Loan growth is projected to be in mid-single-digits range in 2020. Further, NII is likely to be stable as the full impact of 2019 three rate cuts, the realization of the forward curve and the continued diversification of deposits will be offset by lending growth.
The company expects 2020 effective tax rate to be slightly higher or roughly 22-23%. It is likely to report some quarterly volatility.
Management expects to fully convert all of the existing corporate clients to the Morgan Stanley work model by the end of 2021.
Return on tangible common equity (ROTCE) ratio of 13-15% in 2021.
Management targets ROTCE ratio to be 15-17% and efficiency ratio to be less than 70%.
For the WM segment, the company expects pre-tax margin to be more 30%.
How Have Estimates Been Moving Since Then?
Estimates review followed an upward path over the past two months. The consensus estimate has shifted 7.58% due to these changes.
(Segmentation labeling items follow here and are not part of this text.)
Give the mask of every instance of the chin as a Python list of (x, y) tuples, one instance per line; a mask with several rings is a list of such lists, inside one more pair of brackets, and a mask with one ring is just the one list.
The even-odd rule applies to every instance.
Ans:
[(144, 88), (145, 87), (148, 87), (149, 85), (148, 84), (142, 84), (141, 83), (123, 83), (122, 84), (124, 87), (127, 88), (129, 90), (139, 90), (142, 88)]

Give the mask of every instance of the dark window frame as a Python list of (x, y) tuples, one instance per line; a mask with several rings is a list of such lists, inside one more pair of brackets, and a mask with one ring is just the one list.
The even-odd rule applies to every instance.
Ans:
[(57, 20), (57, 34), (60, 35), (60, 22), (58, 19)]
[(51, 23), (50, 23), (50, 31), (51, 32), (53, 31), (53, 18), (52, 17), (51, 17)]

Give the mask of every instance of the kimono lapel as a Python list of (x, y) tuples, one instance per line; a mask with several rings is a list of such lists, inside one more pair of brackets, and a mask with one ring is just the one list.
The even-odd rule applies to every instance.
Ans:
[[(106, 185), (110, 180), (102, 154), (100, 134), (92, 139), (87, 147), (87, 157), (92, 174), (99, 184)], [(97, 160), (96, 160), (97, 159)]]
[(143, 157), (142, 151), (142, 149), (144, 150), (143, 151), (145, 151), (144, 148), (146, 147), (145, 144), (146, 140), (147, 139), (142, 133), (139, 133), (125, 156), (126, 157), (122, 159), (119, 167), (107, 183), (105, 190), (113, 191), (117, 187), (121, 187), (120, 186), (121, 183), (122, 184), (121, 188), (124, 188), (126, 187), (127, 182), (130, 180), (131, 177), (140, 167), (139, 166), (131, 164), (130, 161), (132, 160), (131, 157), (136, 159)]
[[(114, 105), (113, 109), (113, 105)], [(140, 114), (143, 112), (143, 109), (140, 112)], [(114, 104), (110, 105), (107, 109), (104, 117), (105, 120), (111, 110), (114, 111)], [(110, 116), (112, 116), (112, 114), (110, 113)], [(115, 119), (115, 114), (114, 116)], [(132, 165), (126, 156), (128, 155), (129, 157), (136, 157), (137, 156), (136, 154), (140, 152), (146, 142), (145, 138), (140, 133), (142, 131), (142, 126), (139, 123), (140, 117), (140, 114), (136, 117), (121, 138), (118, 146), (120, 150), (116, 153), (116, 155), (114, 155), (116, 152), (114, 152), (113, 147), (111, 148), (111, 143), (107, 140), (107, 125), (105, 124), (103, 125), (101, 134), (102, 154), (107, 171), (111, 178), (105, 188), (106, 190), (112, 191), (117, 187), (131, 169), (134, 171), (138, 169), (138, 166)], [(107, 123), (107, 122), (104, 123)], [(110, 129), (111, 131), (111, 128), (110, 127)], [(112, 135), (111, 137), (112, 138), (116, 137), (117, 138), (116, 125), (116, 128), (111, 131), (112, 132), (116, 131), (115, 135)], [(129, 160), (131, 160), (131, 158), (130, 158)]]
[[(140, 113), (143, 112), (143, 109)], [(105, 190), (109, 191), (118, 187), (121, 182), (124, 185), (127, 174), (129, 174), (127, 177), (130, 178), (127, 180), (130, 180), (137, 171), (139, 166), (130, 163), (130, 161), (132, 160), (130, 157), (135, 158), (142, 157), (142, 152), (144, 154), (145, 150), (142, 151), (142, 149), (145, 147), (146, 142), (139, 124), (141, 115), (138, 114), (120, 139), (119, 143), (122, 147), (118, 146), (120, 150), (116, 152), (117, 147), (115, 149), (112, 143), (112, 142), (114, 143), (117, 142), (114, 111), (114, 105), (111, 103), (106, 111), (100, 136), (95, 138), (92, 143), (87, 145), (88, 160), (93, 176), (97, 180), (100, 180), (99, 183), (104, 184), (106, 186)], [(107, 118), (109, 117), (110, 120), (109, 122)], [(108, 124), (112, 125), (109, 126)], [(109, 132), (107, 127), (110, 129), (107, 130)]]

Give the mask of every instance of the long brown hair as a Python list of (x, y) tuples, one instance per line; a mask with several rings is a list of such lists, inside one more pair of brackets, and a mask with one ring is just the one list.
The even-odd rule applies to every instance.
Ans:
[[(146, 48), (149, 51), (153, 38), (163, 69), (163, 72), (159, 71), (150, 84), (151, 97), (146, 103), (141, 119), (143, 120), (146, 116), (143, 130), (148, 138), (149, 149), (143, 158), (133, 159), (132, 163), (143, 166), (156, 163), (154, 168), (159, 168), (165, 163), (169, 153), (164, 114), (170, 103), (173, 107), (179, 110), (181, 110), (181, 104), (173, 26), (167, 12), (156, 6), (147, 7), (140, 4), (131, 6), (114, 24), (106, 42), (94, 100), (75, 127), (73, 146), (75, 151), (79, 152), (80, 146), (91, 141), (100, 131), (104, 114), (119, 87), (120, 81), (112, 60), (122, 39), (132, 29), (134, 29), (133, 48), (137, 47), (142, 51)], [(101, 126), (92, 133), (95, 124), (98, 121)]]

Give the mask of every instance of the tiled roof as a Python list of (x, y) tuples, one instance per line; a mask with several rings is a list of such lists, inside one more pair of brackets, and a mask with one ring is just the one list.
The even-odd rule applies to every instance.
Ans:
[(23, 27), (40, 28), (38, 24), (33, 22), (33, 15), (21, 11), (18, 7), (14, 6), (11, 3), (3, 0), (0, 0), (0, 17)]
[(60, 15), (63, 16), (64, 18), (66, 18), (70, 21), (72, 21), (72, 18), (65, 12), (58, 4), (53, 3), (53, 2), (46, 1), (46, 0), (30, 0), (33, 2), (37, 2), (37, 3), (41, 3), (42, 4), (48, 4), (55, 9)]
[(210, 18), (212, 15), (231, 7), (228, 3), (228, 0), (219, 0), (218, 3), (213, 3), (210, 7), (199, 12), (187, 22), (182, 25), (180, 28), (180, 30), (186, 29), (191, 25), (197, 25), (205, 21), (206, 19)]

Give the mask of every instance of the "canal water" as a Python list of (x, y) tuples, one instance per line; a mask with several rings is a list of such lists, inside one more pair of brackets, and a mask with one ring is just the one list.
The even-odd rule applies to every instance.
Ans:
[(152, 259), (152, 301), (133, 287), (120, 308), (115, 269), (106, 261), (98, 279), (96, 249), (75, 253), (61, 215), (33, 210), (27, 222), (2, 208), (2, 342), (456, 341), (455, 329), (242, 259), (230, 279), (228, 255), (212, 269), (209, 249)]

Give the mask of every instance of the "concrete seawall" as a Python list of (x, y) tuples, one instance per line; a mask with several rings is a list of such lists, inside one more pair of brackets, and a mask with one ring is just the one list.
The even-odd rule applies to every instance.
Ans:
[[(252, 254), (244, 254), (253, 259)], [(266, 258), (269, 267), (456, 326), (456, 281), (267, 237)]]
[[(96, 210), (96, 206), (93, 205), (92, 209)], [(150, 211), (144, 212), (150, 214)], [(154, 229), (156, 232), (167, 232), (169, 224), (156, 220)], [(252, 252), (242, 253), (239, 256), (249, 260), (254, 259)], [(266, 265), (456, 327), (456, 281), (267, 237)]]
At this time, Morgan Stanley has a nice Growth Score of B, though it is lagging a lot on the Momentum Score front with a D. Charting a somewhat similar path, the stock was allocated a grade of C on the value side, putting it in the middle 20% for this investment strategy.
Overall, the stock has an aggregate VGM Score of B. If you aren’t focused on one strategy, this score is the one you should be interested in.
Morgan Stanley has a Zacks Rank #1 (Strong Buy). We expect an above average return from the stock in the next few months.